I just ran across this today. I’m so sorry. I lost a large amount of friends when I left my ex. He stalked me, but it was my fault for “breaking his heart.” I was just digging up the past to try and hurt him when I said he raped me.
One guy “just” molested me. I never told until I confronted him this year. I had to quit my favorite class and lost all my friends because of it. Everyone told me I was overreacting, and that I deserved it for saying it hurt as bad as being raped. Because they’re “not the same” feelings. Of course, they’d know better than a woman who’s been through both, because they’re less “biased.” I still have to see them everyday. It’s pretty rough.
Thank you for being so brave and expressing the things I never could express. I hate my rapist, yeah…but more than I hate him I hate everyone who told him it was ok. I was just a bitch, that guys make mistakes all the time, it’s not like he hit me or anything. Fucking hell, I understand so much. I confronted them and all I got was “I need more info” and “I don’t want to take sides.” I’m sorry, but only ONE of us committed a crime, and only ONE of us is psychologically damaged. How about you help the victim for a change? Ugh. People.
Thank you for this.
CR, I can so identify with this article! Thank you.
And Tokidoki said:
“…I confronted them and all I got was “I need more info” and “I don’t want to take sides.”
I am not alone afterall!
If you guys find time, view my blog
Thanks
[...] Harriet Jacobs This blog was recently featured on the Carnival of Sexual Violence; specifically, this entry, about losing a friend due to talking about rape. Since then, some other folk have linked me, and [...]
[...] just bitter,” “if it was really rape, you would have called the police.” Hi, Gregory! Also, fuck you, Gregory! Not a calm type, the I Don’t Believe You will tend to approach you [...]
Thankyou for writing all this.
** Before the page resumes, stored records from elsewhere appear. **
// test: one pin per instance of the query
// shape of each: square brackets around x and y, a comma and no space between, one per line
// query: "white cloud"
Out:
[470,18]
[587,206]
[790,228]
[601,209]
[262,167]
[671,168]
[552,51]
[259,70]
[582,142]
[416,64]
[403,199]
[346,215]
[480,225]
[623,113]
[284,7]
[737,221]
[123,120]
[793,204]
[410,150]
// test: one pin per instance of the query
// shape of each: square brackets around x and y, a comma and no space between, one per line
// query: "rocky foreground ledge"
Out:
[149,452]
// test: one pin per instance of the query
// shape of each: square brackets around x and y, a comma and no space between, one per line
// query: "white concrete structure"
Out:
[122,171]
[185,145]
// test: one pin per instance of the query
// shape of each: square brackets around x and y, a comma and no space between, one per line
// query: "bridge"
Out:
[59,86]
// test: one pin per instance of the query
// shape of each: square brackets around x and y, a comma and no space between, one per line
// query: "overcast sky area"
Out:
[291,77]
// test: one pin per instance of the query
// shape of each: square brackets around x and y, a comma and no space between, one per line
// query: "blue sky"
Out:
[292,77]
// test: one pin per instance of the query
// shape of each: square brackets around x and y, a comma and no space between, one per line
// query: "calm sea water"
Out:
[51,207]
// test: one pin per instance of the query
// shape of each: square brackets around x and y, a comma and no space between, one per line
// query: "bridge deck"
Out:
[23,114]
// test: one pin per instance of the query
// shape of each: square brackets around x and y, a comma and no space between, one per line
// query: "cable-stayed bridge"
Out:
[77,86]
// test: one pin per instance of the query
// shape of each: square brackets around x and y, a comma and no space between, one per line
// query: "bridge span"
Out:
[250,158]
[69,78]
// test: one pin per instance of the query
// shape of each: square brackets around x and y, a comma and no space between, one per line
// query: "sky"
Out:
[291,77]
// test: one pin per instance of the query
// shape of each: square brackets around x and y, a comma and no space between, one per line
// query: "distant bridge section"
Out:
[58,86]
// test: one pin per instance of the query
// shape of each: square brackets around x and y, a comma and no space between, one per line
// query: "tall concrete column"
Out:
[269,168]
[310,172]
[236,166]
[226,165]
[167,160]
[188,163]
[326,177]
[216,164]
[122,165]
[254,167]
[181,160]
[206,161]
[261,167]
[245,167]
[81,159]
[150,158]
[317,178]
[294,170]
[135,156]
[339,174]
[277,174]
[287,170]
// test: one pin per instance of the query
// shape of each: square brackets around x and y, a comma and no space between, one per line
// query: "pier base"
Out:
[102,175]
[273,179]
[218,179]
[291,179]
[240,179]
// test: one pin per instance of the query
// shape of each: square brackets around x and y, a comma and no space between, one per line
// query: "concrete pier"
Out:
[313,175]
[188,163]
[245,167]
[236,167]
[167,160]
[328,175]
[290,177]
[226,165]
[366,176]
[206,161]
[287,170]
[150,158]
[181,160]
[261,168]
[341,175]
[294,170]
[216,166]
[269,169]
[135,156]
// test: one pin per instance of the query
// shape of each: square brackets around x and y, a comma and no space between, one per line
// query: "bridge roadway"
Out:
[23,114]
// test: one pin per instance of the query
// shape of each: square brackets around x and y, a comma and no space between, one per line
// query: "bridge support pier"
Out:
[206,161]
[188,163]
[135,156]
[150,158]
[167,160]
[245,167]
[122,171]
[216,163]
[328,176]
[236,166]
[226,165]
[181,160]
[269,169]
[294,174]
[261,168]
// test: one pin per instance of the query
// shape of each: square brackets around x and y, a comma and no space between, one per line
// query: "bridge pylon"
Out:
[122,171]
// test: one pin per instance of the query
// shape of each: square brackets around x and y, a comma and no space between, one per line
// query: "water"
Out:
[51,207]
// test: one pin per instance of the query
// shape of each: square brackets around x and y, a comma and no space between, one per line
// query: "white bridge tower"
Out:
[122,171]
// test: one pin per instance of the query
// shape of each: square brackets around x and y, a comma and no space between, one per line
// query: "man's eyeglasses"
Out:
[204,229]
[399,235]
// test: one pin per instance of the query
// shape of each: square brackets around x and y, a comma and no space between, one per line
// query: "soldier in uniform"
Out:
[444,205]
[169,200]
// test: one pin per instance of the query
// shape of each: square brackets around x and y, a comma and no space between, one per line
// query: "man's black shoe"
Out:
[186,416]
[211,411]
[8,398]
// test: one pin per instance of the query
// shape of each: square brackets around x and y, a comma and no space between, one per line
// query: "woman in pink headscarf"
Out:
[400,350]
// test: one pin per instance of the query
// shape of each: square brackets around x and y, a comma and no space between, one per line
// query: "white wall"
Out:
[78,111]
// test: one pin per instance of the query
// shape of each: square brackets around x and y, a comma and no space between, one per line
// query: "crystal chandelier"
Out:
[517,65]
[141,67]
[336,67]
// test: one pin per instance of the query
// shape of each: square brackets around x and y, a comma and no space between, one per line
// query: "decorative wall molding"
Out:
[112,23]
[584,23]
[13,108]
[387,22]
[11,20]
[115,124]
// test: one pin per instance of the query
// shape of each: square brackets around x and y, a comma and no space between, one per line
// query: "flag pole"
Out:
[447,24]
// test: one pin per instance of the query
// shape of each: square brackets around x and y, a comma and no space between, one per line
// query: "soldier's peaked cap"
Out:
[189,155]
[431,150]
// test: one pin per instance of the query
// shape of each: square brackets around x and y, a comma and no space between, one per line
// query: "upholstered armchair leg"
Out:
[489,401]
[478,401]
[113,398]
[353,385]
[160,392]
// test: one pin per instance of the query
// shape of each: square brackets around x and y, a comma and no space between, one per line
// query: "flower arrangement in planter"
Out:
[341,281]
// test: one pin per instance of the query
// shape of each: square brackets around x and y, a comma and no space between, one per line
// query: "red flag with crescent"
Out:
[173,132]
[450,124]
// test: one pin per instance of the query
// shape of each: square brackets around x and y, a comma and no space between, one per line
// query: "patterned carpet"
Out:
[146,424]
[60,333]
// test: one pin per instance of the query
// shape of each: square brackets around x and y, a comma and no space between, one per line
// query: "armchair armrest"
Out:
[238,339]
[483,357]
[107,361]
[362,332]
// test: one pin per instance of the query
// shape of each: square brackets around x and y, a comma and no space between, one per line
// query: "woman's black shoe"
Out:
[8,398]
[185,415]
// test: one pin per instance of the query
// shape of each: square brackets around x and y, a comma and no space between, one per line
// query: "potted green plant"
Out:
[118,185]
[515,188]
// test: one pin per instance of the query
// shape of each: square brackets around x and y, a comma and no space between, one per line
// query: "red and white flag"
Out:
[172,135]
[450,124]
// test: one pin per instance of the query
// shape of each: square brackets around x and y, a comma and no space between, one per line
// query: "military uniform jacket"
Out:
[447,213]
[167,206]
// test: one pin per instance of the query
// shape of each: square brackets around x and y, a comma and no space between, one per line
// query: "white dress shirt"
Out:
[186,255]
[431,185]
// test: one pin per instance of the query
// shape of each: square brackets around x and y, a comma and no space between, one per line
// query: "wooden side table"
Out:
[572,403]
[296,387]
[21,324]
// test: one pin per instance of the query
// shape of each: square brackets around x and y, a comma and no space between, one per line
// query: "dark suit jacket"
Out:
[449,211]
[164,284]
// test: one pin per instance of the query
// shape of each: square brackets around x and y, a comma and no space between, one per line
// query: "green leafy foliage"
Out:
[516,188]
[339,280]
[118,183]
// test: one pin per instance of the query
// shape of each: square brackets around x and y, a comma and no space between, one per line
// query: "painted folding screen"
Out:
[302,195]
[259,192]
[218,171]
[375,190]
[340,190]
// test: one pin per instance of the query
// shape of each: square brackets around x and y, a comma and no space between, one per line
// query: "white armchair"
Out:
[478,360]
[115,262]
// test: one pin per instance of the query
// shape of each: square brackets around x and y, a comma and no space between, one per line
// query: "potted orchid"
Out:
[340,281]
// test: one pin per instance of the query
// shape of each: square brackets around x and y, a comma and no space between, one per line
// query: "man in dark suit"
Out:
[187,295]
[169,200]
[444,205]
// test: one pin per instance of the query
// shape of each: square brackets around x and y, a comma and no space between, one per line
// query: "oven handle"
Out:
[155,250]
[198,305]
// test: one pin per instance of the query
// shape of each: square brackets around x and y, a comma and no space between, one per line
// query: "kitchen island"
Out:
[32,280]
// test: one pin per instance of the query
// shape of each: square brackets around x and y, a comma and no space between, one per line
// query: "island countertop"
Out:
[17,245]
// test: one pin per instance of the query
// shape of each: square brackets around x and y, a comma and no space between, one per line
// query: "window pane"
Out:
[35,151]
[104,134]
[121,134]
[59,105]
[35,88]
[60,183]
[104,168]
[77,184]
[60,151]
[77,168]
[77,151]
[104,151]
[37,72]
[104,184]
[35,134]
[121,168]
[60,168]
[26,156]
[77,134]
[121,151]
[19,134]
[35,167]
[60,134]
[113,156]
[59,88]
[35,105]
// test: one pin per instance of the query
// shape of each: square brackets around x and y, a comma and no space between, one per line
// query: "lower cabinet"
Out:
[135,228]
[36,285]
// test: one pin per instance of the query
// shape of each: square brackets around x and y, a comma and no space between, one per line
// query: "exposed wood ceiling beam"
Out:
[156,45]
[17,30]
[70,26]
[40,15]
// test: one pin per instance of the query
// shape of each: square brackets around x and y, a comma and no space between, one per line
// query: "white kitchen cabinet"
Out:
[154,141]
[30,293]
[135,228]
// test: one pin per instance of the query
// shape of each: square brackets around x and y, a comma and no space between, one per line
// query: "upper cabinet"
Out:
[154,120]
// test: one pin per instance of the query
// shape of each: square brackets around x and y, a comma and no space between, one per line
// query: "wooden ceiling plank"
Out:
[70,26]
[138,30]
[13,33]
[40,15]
This is what I experienced, and finding out this shit about my so-called friends hurt more than the assault. Finding out your friends think you’re a liar, and those who say they don’t will socialise with him ‘to keep the peace and be nice’ feels like a kick in the guts. But I’d rather be alone than hang out with people who condone sexual assault.
[...] and someday he’s going to need help badly. Then I looked around at all the other boys, including Gregory, who was Nero’s best friend. And nobody here will help him, I thought with that same calm sense, [...]
That and that and that and that. I hate them all. I don’t think there is a torture bad enough for the pieces of shit.
God, I could relate to this. I was raped at 17, by my ex-boyfriend, and my best friend not only refused to believe me, she put me in danger by telling the bastard that I said he raped me. That was the end of our friendship.
She contacted me last year, almost 15 years later, to tell me she was sorry, and that he had raped her, too, after she started spending time with him after my rape. Talk about me having mixed feelings. I felt terrible for her, guilty for not reporting him earlier and saving her, and vindicated for her believing him over me. It was a serious mind-fuck.
Anyway, thanks for writing about this. People don’t often talk about the fallout after a rape.